Enchantment Lakes [4]

Day 2. Sunrise at Snow Lake

We woke up to quite morning. First thing first: locate the camera that I left for the night to photograph star trails. Next onto photographing sunrise, breakfast could wait just a little bit.

It was freezing but no wind at all, absolute stillness. Good opportunity to photograph reflections in Snow Lake. The water level was incredibly low exposing steep banks of the lake that typically lay deep under water.

The textures created by sand and dust deposits brought here by water then dried up when the water level dropped were fascinating. We could see golden larches at higher elevations. They seemed so close.
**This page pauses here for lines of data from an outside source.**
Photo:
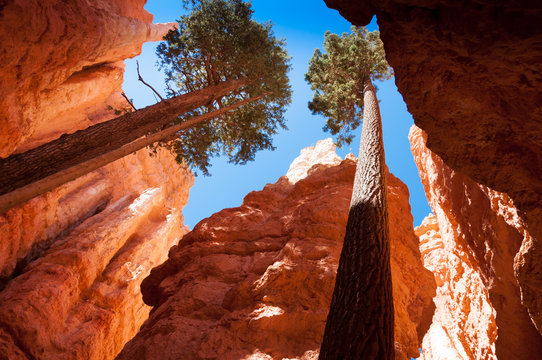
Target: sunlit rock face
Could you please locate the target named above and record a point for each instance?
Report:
(255, 282)
(471, 244)
(62, 65)
(470, 74)
(72, 260)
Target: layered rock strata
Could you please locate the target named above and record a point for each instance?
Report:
(72, 260)
(256, 281)
(62, 65)
(471, 244)
(470, 74)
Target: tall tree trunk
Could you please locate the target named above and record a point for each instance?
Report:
(360, 321)
(20, 170)
(27, 192)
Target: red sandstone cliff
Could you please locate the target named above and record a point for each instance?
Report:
(471, 244)
(256, 281)
(470, 74)
(72, 260)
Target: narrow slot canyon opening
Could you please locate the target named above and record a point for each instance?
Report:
(147, 257)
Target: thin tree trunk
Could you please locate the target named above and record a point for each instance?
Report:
(20, 170)
(360, 321)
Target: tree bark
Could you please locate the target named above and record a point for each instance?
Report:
(360, 321)
(18, 171)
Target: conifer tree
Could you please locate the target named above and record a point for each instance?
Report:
(227, 86)
(360, 320)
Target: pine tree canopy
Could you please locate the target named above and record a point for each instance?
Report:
(218, 41)
(338, 76)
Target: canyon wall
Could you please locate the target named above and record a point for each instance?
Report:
(255, 282)
(470, 74)
(471, 244)
(72, 260)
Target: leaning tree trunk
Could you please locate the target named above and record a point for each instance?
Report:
(36, 171)
(360, 321)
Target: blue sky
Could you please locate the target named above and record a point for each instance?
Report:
(302, 24)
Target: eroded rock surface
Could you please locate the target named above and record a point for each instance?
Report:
(72, 260)
(256, 281)
(470, 74)
(62, 65)
(470, 244)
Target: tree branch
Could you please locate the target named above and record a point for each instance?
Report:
(129, 101)
(143, 81)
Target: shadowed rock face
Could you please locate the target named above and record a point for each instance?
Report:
(470, 74)
(72, 259)
(257, 280)
(470, 244)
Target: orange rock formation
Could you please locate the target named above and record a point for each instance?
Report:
(470, 244)
(72, 260)
(256, 281)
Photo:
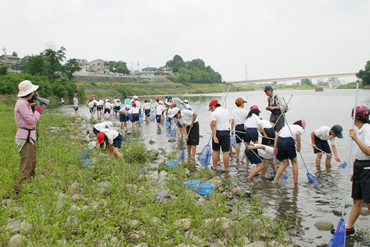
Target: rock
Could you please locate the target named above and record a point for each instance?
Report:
(324, 225)
(185, 223)
(75, 188)
(163, 174)
(13, 225)
(365, 212)
(17, 240)
(25, 227)
(162, 195)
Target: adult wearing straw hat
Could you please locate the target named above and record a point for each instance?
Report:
(220, 126)
(25, 137)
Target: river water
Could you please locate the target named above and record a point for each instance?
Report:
(305, 203)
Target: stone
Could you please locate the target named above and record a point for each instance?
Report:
(162, 195)
(185, 223)
(324, 225)
(17, 240)
(365, 212)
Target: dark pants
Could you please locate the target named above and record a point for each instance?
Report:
(278, 125)
(28, 165)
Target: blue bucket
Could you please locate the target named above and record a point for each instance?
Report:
(205, 189)
(172, 164)
(192, 184)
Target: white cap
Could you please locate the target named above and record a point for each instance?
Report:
(173, 112)
(26, 87)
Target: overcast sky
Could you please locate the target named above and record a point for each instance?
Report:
(273, 38)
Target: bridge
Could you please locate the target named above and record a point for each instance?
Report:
(294, 78)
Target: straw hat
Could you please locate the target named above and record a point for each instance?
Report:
(26, 87)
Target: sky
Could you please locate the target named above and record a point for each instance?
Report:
(240, 39)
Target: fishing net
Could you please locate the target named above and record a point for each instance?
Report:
(339, 236)
(313, 179)
(178, 103)
(205, 156)
(233, 141)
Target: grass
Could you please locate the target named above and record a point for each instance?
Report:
(115, 202)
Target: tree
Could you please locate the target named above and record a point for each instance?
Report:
(364, 75)
(70, 67)
(307, 82)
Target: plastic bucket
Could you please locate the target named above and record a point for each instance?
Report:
(172, 164)
(205, 189)
(192, 184)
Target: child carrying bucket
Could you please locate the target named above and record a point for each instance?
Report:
(285, 148)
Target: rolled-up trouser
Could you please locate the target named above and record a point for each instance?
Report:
(28, 164)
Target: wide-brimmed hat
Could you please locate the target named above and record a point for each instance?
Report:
(26, 87)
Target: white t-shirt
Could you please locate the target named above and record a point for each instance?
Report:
(187, 117)
(268, 153)
(239, 115)
(364, 136)
(108, 105)
(266, 124)
(252, 122)
(323, 133)
(111, 134)
(285, 132)
(103, 125)
(221, 116)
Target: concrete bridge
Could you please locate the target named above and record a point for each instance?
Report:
(294, 78)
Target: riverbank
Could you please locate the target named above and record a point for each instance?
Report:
(137, 200)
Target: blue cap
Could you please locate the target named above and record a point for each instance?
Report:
(337, 130)
(268, 88)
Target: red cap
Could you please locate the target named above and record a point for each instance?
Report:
(213, 103)
(100, 137)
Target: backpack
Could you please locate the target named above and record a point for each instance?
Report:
(286, 106)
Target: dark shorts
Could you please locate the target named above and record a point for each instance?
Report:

The tops of the mountains were lit up pretty nicely. I wish there were some clouds too to add to the light show but the sky was as clear blue as it could be.

After photographing sunrise we made breakfast from freeze-dried bags. Once both our creativity and bodies were fed we packed up and moved out toward Enchantment Lakes.

Enchantment Lakes [3]

Day 1. Sleepless Night

As I wrote in the previous post our first camp was next to Upper Snow Lake. By the time we made and ate dinner it was dark. And there is not much to do when it is dark in the wilderness. So we settled for a sleep.

I was excited: my first night in the wilderness. I may have been too excited to get any sleep. Or maybe it was just too uncomfortable. I had too much clothe on and was too hot, I had no pillow, the mattress was blown too stiff, the air was freezing and freezing air was causing runny nose. (Only by the last night of the trip I found the right combination of all the things to get a good night sleep.)

Anyways, I could not sleep. I was just lying trying to get some rest. At about 1am I, finally, gave up, got out of tent and decided to enjoy the night a little bit. And I was rewarded with Aurora Borealis. It was not the biggest I’ve seen but it was fun.


Once that was over I decided to photograph star trails. It took me about 15 minutes of trial-and-error to find Northern Star – the center of the spin. Once I found it and figured out the right exposure I set my camera off on the longest exposure I’ve ever had – 1.5 hours.

The good thing of being in the wilderness is that I could leave camera up for whole night and nobody would steal it. So, once I started exposure I went back to the tent and finally got some sleep.